Aleviliğin tanımlanması, Cemevlerinin tanınması ve Madımak
Ayhan BİLGEN / Günlük
Alevilerin taleplerinin ele alınması ve sorunlarının çözülmesi amacı ile gerçekleştirilen çalıştaylar tamamlandı. Sonuç raporunda Madımak konusunda geliştirilmek istenen çözüm tartışmaların odağına oturdu. Müze yapmanın acıları hatırlatacağı ve öfkeyi canlandıracağı iddiası, park yapılması önerisini gündeme taşıdı. Dünyanın her yerinde acılar yenilenmesin diye özellikle müze yapılırken bizde toplum psikolojisi tam tersinden okunuyor. Amerika'da hemen her şehirde Afrika kökenlilere yapılanları unutturmamak için sivil haklar müzeleri var. Yine Yahudilere yönelik soykırımla yüzleşmek için Holokost müzeleri Avrupa'nın birçok şehrine yapılmıştır. Aslında bu tartışmada nerede durduğunuz, tarihe ve toplumsal barışa bakışınızı da şekillendirmektedir.

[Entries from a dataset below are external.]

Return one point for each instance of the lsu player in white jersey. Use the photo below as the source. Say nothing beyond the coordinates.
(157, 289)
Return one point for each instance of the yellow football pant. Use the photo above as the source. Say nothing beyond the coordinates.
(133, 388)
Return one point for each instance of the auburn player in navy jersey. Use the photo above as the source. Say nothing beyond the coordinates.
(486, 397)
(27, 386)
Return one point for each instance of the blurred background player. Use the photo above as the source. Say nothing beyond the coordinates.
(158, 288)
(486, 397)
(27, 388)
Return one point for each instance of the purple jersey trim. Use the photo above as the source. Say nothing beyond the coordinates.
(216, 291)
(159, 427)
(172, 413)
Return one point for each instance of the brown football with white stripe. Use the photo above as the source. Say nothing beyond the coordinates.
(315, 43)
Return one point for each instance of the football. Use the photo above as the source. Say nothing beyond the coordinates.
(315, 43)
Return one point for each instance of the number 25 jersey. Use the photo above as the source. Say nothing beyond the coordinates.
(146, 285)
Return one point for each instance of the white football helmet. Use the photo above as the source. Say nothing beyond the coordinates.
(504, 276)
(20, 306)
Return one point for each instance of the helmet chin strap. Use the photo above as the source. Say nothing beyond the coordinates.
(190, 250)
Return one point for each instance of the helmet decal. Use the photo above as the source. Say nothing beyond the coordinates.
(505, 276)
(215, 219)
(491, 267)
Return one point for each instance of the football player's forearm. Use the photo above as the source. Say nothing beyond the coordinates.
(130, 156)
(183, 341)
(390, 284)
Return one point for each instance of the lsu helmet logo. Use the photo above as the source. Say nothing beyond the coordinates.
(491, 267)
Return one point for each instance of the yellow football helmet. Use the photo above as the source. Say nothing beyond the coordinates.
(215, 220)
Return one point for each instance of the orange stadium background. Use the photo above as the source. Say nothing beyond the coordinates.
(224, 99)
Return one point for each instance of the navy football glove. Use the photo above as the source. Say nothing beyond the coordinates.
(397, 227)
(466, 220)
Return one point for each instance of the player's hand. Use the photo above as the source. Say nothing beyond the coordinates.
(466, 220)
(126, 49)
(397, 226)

'Alevilik nedir?' 'Aleviler neye inanmalı, nasıl davranmalı?' gibi soruların cevabını verme yetkisi devlete ait olamaz. Konu bilim adamları, araştırmacılar, uzmanlar tarafından bütün boyutları ile tartışılabilir olmakla birlikte karar verecek olan o inancın mensuplarıdır. Kaldı ki tek tip bir yaşayan Alevilik formatı tanımlamak doğru olmadığı gibi gerekli de değildir. Kendi içindeki farklılıklar, çoğulculuk açısından da önemli bir zenginliktir. Dolayısı ile Cemevlerinin statüsü tartışmasında 'ibadethane midir, değil midir?' kararını vermeye kalkmak hükümetlerin işi olmamalıdır. 'Nasıl bir İslam?' konusunda devletin tek taraflı belirleyici olma çabası ortaya nasıl bir hukuk dışılık çıkartmışsa, bu gün Alevilik için benzer bir süreç işletmeye çalışmak aynı yanlışı yeniden tekrarlamaktır. Konu bir ilahiyat tartışması olmaktan önce, insan hakları ve özgürlük sorunu olarak ele alınmalı ve bu bağlamda çözüm aranmalıdır.